Late into the night, Saint-Exupéry would call close friends to read them yet another version. He wrote and rewrote, throwing away countless pages. For the chapter about the businessman counting the stars in the sky, he asked for help from the planetarium at the American Museum of Natural History. He worked on the watercolors in the same obsessive manner, using a set bought at a drugstore on Eighth Avenue. He used Charles Lindbergh’s son, Land, and a blonde doll as models for the Little Prince. His boxer dog Hannibal, given to him by his mistress Sylvia Hamilton, inspired the tiger, while her black poodle Mocha lent his likeness to the sheep! The young woman also motivated the fox’s tirade: “One sees clearly only with the heart. Anything essential is invisible to the eyes.”
The Legend Begins
The manuscript was finally ready in October 1942. The writer put the finishing touches to the illustrations, but the pilot in Saint-Exupéry had already moved on. In November, the United States landed in Morocco and Algeria, and the French forces in North Africa defected to the Allied side. Eager to get back into the fight, he urged his compatriots to reconcile – a message relayed in The New York Times Magazine, in Le Canada and on NBC – and left New York for Algiers on April 2, 1943. The Little Prince arrived in American bookstores four days later (it would not be published in France until 1946). The author was compared to Montesquieu and Hans Christian Andersen, but at the height of the war, this interplanetary fable hit a false note with the public. By the fall, 30,000 copies had been sold in English, and 7,000 in French. Walt Disney even rejected an adaptation by Orson Welles.

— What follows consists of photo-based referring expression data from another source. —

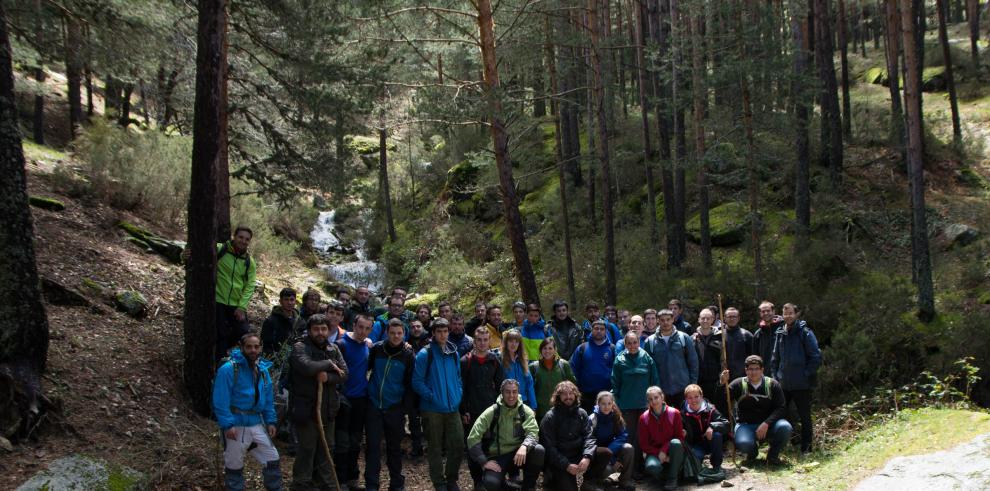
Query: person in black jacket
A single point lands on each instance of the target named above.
(567, 436)
(277, 328)
(482, 375)
(760, 411)
(704, 426)
(314, 361)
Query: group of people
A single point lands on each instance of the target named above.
(616, 398)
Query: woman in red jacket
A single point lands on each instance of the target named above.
(661, 433)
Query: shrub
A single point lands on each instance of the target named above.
(132, 170)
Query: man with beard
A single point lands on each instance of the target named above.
(568, 438)
(245, 410)
(566, 332)
(314, 361)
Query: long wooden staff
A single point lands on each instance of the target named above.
(323, 435)
(725, 366)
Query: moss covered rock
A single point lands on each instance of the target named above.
(50, 204)
(131, 303)
(728, 224)
(82, 472)
(170, 249)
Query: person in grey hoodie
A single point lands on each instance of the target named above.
(795, 362)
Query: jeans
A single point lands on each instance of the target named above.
(444, 446)
(711, 447)
(672, 468)
(802, 401)
(492, 481)
(384, 424)
(778, 435)
(350, 434)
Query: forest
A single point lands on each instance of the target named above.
(830, 153)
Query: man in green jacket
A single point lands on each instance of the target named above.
(235, 285)
(505, 439)
(634, 371)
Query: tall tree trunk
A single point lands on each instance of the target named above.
(943, 37)
(920, 255)
(831, 127)
(680, 139)
(383, 185)
(844, 68)
(802, 162)
(973, 17)
(224, 227)
(125, 106)
(700, 92)
(23, 323)
(73, 71)
(645, 94)
(752, 177)
(893, 38)
(39, 76)
(598, 91)
(199, 326)
(500, 141)
(555, 109)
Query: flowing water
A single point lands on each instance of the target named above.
(328, 247)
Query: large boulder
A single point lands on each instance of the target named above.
(959, 235)
(78, 472)
(728, 224)
(170, 249)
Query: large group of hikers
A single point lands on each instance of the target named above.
(615, 400)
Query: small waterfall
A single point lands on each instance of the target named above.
(328, 247)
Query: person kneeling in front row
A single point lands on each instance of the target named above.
(504, 440)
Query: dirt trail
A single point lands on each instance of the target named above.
(965, 467)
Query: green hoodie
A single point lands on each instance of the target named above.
(516, 426)
(631, 376)
(235, 277)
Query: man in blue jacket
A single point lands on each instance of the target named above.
(391, 364)
(353, 413)
(675, 357)
(795, 363)
(437, 380)
(592, 365)
(245, 409)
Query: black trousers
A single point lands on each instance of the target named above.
(802, 401)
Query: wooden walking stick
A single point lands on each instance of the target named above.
(323, 435)
(725, 366)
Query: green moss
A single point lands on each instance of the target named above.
(41, 152)
(50, 204)
(727, 224)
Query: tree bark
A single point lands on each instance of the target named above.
(802, 162)
(893, 50)
(73, 72)
(23, 323)
(555, 109)
(700, 98)
(645, 94)
(943, 37)
(598, 91)
(831, 127)
(500, 141)
(39, 76)
(844, 68)
(199, 326)
(224, 227)
(383, 185)
(973, 18)
(920, 254)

Saint-Exupéry would never know the fate of his book, which went on to become an international success. On July 31, 1944, his plane disappeared after taking off from Borgo in Corsica for a reconnaissance mission over occupied France. We now know that his aircraft, an American P-38 Lightning, crashed in the Mediterranean Sea. In 1998, a fisherman from Marseille found his silver bracelet caught in his nets. The salt-blackened metal bore an engraving with the author’s New York contact information: “C/o Reynal and Hitchcock Inc., 386 4th Ave., N.Y.C., U.S.A.”
“It’s a symbol,” says Olivier d’Agay, who is also delegate general for the Antoine de Saint Exupéry Youth Foundation, which is supporting the installation of the statue opposite Central Park. “These two years in the United States were the most important in my granduncle’s life. He felt at home in New York.” The Souvenir Français project was approved by the city’s Landmarks Preservation Commission on May 23 this year, and its members unanimously voted oui to give the Little Prince a permanent throne on Fifth Avenue.